El mercado energético experimentó una jornada de fuertes alzas. El crudo Brent cerró en 61,99 dólares (+3,39%) y el WTI en 57,76 dólares (+3,16%). Este movimiento se produce en un contexto de intensa actividad diplomática entre EE. UU. y Venezuela. El Secretario de Energía, Chris Wright, anticipó un crecimiento rápido de la actividad de Chevron en suelo venezolano y señaló que la producción del país sudamericano podría aumentar un 50% en 18 meses.
Empresas como Exxon, Chevron, ConocoPhillips y Vitol participan activamente en conversaciones para exportar crudo venezolano. El Tesoro de EE. UU. planea eliminar sanciones a ciertas entidades venezolanas y supervisar las ventas de activos bajo la dirección de la administración. No obstante, el Senado estadounidense avanzó con una resolución de poderes de guerra (52 a 47) para limitar acciones militares en dicho país sin autorización del Congreso, medida que Trump ha prometido vetar.
Simultáneamente, surge una nueva arista geopolítica con Groenlandia. Funcionarios estadounidenses han discutido pagos de entre 10.000 y 100.000 dólares por persona a los residentes de la isla como parte de un plan para incentivar su separación de Dinamarca y posible anexión a EE. UU. El vicepresidente Vance instó a los líderes europeos a tomar en serio las intenciones de Trump sobre este territorio estratégico.
En Europa, la Eurozona reportó una tasa de desempleo del 6,3%, ligeramente mejor de lo esperado, mientras que el IPP interanual cayó un 1,7%. El BCE, a través de Luis de Guindos, calificó los tipos de interés actuales como «adecuados», pese a la alta incertidumbre y al pesimismo de los consumidores sobre el crecimiento futuro. En el Reino Unido, el Financial Times informó que el gobierno excluirá a los servicios financieros de sus esfuerzos por alinearse con la Unión Europea, buscando mantener autonomía regulatoria.
China ha bloqueado las exportaciones de tierras raras pesadas e imanes a Japón y suspendió la revisión de licencias de exportación hacia dicho país. Los líderes chinos, por su parte, han hecho un llamado a asegurar un «buen comienzo» para su nuevo plan quinquenal. Mientras tanto, en Irán, se reportó un apagón nacional de internet en medio de advertencias de Trump sobre represalias severas si el país ataca intereses cristianos o estadounidenses.

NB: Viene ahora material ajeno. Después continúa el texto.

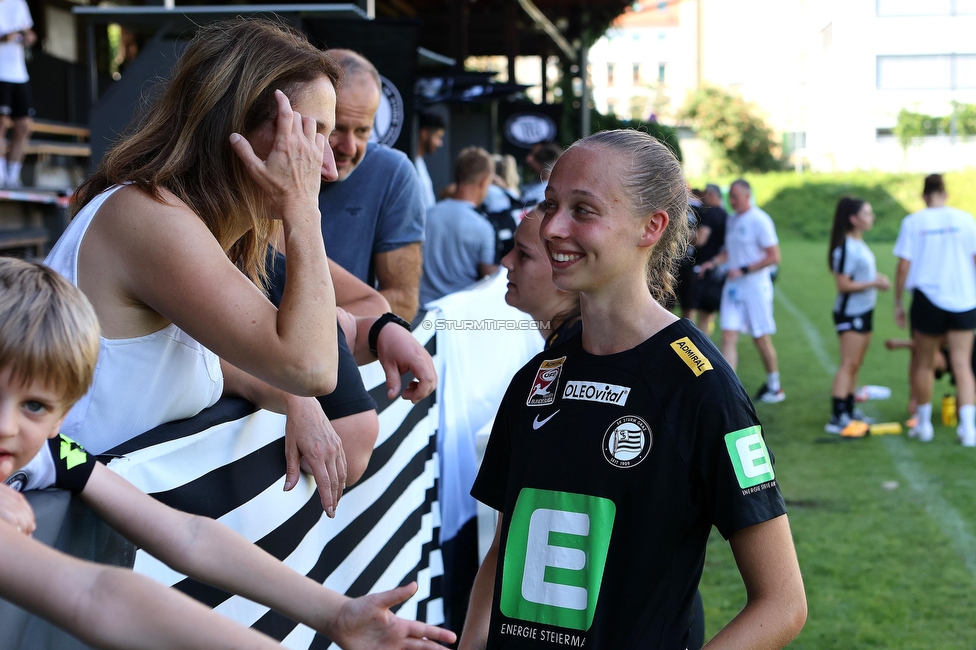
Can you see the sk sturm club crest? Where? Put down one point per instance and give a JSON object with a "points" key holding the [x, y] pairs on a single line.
{"points": [[546, 381], [627, 442]]}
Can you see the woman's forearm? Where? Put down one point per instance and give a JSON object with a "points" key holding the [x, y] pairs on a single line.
{"points": [[307, 313], [215, 554]]}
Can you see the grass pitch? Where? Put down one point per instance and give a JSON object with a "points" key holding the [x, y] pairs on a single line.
{"points": [[885, 527]]}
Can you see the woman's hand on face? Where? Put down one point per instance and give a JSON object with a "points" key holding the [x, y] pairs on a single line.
{"points": [[15, 510], [292, 174], [312, 445], [399, 353]]}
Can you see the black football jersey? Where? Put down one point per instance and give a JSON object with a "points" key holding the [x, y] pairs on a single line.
{"points": [[610, 472]]}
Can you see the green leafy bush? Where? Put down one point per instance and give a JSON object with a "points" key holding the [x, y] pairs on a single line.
{"points": [[739, 138], [802, 205]]}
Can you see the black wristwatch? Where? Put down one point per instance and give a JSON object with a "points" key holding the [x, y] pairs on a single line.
{"points": [[374, 330]]}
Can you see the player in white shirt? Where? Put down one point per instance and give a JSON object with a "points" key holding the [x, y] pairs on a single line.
{"points": [[16, 106], [751, 252], [936, 251], [858, 282]]}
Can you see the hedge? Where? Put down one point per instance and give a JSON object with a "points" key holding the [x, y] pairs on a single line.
{"points": [[802, 205]]}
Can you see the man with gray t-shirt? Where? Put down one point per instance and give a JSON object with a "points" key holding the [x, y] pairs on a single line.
{"points": [[373, 215]]}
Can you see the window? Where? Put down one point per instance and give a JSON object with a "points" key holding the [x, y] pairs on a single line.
{"points": [[927, 72], [891, 8]]}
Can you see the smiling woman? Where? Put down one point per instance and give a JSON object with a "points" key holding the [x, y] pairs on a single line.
{"points": [[648, 439]]}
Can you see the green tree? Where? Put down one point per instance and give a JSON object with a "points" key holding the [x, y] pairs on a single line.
{"points": [[666, 134], [912, 125], [738, 136]]}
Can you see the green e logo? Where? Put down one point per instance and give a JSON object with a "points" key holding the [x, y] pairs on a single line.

De acuerdo a mi lectura, el panorama actual revela un mercado en una fase de transición estructural. La economía de Estados Unidos está logrando un «aterrizaje suave» más robusto de lo previsto, lo que otorga a la Reserva Federal margen de maniobra, aunque la presión política por recortes agresivos es máxima.

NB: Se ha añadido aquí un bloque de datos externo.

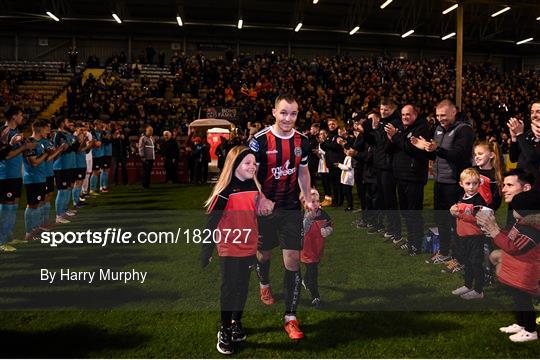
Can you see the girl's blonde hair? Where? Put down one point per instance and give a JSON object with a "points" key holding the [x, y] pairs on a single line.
{"points": [[227, 173], [469, 172], [496, 161]]}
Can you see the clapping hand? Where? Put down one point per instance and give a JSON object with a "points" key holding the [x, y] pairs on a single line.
{"points": [[516, 127], [390, 130]]}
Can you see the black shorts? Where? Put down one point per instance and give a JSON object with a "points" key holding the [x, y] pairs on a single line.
{"points": [[282, 228], [96, 163], [106, 162], [80, 173], [49, 184], [35, 193], [63, 178], [10, 189]]}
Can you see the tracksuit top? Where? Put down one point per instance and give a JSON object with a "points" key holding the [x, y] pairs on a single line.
{"points": [[67, 159], [34, 174], [466, 220], [47, 144], [313, 249], [520, 265], [233, 213], [12, 168]]}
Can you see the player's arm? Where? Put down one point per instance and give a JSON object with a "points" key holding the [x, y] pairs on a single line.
{"points": [[304, 181], [57, 151], [32, 157], [265, 206]]}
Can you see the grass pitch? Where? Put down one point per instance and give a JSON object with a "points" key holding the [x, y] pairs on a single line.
{"points": [[368, 291]]}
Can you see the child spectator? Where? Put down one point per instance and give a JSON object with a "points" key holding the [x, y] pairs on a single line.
{"points": [[232, 206], [518, 267], [317, 226], [470, 236]]}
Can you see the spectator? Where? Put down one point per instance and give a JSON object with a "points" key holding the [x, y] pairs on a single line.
{"points": [[518, 267], [525, 145], [451, 148], [410, 169], [147, 154]]}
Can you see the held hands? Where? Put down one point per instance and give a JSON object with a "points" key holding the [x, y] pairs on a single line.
{"points": [[206, 256], [488, 223], [264, 206], [454, 210], [30, 145], [423, 144], [327, 231], [375, 123], [15, 140]]}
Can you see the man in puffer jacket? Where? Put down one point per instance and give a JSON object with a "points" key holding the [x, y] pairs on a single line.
{"points": [[518, 266]]}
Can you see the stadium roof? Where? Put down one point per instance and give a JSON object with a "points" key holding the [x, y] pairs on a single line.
{"points": [[266, 20]]}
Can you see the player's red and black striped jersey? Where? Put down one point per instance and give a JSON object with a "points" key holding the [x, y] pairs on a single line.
{"points": [[279, 159]]}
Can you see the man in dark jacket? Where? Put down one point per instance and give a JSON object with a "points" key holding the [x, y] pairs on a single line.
{"points": [[334, 154], [120, 147], [386, 198], [171, 153], [313, 159], [525, 145], [451, 150], [410, 168]]}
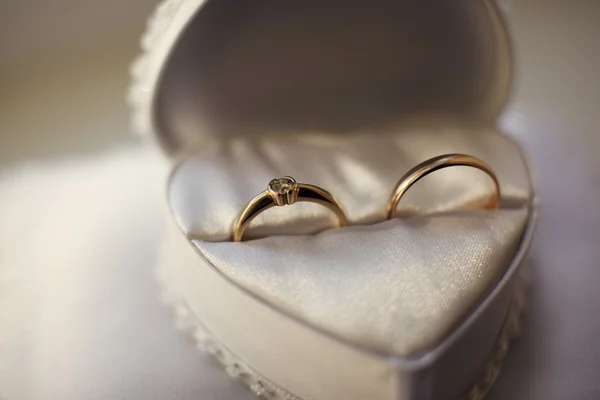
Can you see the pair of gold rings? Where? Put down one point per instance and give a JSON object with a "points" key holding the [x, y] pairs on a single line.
{"points": [[286, 191]]}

La integración de Venezuela en la cadena de suministro occidental actuará como un techo para los precios del petróleo a mediano plazo, compensando posibles recortes de la OPEP. Si se alcanza el aumento del 50% en la producción venezolana, veríamos una estabilización del Brent en el rango de los 55-60 dólares.
Preveo una rotación de carteras. Tras el rally de la IA, el capital buscará refugio en el sector de Defensa y Aeroespacial, impulsado por el presupuesto de 1,5 billones de dólares propuesto por Trump. Empresas como Lockheed Martin y RTX seguirán con sesgo alcista.
La «ofensiva por Groenlandia» y las restricciones chinas a las tierras raras introducen una volatilidad no descontada. El escenario más probable es un fortalecimiento del Dólar estadounidense (USD) frente al Euro y el Yen, actuando como activo de refugio ante la fragmentación comercial en Asia.
Mantengo la proyección de que la Fed llevará las tasas hacia un nivel neutral del 3,25% para finales de 2026. Sin embargo, cualquier shock inflacionario derivado de los nuevos aranceles (mencionados por Bessent bajo la IEEPA) podría pausar este ciclo de relajación.